Maximum value of $a+b+c$ in an inequality Given that $a$, $b$ and $c$ are real positive numbers, find the maximum possible value of $a+b+c$, if
$$a^2+b^2+c^2+ab+ac+bc\le1.$$
From the AM-GM theorem, I have
$$a^2+b^2+c^2+ab+ac+bc\geq 6\sqrt[6]{a^4b^4c^4} = 6\sqrt[3]{a^2b^2c^2} \\
6\sqrt[3]{a^2b^2c^2} \le1 \\
a^2b^2c^2 \le \frac{1}{216} \\
abc \le \frac{\sqrt{6}}{36}$$
However, I don't know where to go from here.
 A: $$ \begin{align}&  a^2+b^2+c^2+ab+ac+bc\le1 \\ 
& (a+b+c)^2 -(ab+bc+ac) \le 1 \\ 
& (a+b+ c) \le \sqrt{1+(ab+bc+ac)} \quad \quad \color{red}{\text{ (1.)}} \end{align}$$
Also note that :
$$\frac {(ab+bc+ac)}{3} \ge \sqrt[3]{a^2b^2c^2}$$
Assuming you are correct :
$${(ab+bc+ac)} \ge 3 \cdot\frac16 \implies (ab+bc+ac) \ge \frac12$$
Hence from $\color{red}{\text{ (1.)}}$:
$$(a+b+c) \le \sqrt{1+\frac12} \implies \boxed {\color {blue}{(a+b+c) \le \sqrt {\frac32}}}$$
A: Hint: the inequality is equivalent to 
$$
(a+b)^{2} + (b+c)^{2} + (c+a)^{2} \leq 2.
$$
Now put $x = b+c, y = c+a, z = a +b$ and then we need to find maximum of $a + b + c  = \frac{1}{2}(x+y+z)$ under the condition $x^{2} + y^{2} + z^{2} \leq 2$ and you may use Cauchy-Schwartz inequality.
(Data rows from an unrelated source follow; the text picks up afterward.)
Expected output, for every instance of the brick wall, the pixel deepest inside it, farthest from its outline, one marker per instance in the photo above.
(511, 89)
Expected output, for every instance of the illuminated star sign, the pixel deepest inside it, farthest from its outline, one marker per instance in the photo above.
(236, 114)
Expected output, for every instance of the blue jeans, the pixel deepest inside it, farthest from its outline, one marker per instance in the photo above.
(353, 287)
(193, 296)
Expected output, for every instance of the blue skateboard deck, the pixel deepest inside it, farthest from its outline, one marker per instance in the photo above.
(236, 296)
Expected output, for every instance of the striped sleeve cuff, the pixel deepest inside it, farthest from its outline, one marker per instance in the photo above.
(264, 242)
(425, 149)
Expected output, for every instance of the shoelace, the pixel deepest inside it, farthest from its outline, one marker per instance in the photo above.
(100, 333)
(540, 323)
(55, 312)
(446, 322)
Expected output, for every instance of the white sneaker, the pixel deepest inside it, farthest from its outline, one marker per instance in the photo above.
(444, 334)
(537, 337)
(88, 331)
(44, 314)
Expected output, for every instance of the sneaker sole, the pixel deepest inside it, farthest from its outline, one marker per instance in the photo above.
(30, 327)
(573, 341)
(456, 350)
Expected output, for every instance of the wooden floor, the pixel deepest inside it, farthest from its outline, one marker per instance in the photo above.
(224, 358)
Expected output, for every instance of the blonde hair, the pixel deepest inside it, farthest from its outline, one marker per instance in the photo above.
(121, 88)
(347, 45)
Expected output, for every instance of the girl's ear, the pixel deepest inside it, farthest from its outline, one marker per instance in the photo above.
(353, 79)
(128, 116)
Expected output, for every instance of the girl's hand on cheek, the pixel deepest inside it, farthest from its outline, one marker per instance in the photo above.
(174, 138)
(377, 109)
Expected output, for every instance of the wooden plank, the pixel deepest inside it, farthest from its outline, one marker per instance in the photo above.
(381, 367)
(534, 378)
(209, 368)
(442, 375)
Note that you need to check $x + y >z, y +z>x, z+x>y$ for $(x, y, z)$ that gives maximum. 
A: Notice that
$$ab+bc+ca\leq\frac{(a+b+c)^2}{3}.$$
Hence 
\begin{align}
a^2+b^2+c^2+ab+bc+ca&=(a+b+c)^2-(ab+bc+ca)\\&\geq (a+b+c)^2-\frac{(a+b+c)^2}{3}\\&=\frac{2}{3}(a+b+c)^2.
\end{align}
That is
$$\frac{2}{3}(a+b+c)^2\leq 1,$$
which we get
$$a+b+c\leq\sqrt{\frac{3}{2}}.$$
A: $$a+b+c=\sqrt{\sum_{cyc}(a^2+2ab)}\leq\sqrt{\sum_{cyc}\left(a^2+\frac{1}{2}a^2+\frac{3}{2}ab\right)}\leq\sqrt{\frac{3}{2}}.$$
The equality occurs for $a=b=c$ and $\sum\limits_{cyc}(a^2+ab)=1,$ which says that we got a maximal value.
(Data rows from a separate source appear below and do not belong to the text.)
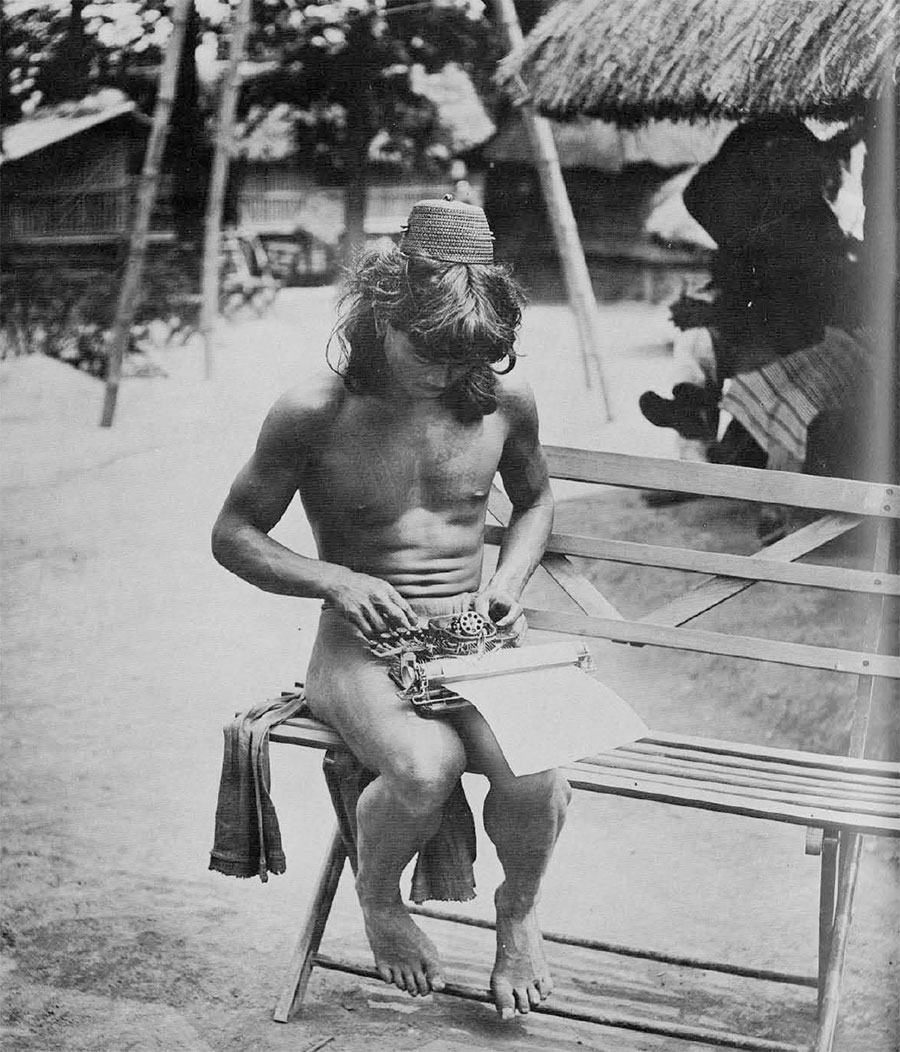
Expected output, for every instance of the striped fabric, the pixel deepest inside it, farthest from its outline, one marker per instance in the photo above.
(778, 402)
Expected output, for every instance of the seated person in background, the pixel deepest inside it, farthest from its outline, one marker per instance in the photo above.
(393, 458)
(783, 274)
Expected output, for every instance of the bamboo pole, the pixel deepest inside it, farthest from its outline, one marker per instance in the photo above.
(563, 220)
(218, 180)
(146, 198)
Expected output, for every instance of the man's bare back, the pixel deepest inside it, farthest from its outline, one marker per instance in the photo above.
(394, 470)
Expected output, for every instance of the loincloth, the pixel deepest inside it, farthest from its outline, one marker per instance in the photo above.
(342, 674)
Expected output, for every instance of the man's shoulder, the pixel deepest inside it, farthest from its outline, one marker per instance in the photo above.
(311, 403)
(515, 396)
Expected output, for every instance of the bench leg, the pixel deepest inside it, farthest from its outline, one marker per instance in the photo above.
(301, 964)
(827, 887)
(849, 858)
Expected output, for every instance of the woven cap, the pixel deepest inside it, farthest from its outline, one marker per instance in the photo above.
(449, 230)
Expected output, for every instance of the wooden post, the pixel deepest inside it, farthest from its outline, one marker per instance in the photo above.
(563, 220)
(218, 180)
(146, 199)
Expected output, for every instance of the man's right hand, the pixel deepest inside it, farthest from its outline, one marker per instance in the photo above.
(370, 604)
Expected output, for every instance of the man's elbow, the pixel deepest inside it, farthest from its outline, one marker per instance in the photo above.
(222, 543)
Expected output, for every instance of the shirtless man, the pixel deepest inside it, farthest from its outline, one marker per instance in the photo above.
(393, 458)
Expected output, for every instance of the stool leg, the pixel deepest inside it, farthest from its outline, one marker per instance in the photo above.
(313, 929)
(827, 887)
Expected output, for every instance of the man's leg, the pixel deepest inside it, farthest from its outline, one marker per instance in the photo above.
(418, 763)
(524, 817)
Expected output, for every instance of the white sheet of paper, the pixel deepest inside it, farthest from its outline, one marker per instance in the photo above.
(551, 716)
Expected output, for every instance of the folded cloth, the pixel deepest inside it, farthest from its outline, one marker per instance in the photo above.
(247, 838)
(247, 841)
(778, 402)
A: $$4(a+b+c)^2+(a-b)^2+(b-c)^2+(c-a)^2=6(a^2+b^2+c^2+ab+bc+ca)$$
and so $$4(a+b+c)^2+(a-b)^2+(b-c)^2+(c-a)^2\le 6$$
Each of $(a-b)^2,(b-c)^2,(c-a)^2$ is non-negative and so 
$$4(a+b+c)^2\le 6.$$
Therefore $a+b+c\le \sqrt \frac{3}{2}$.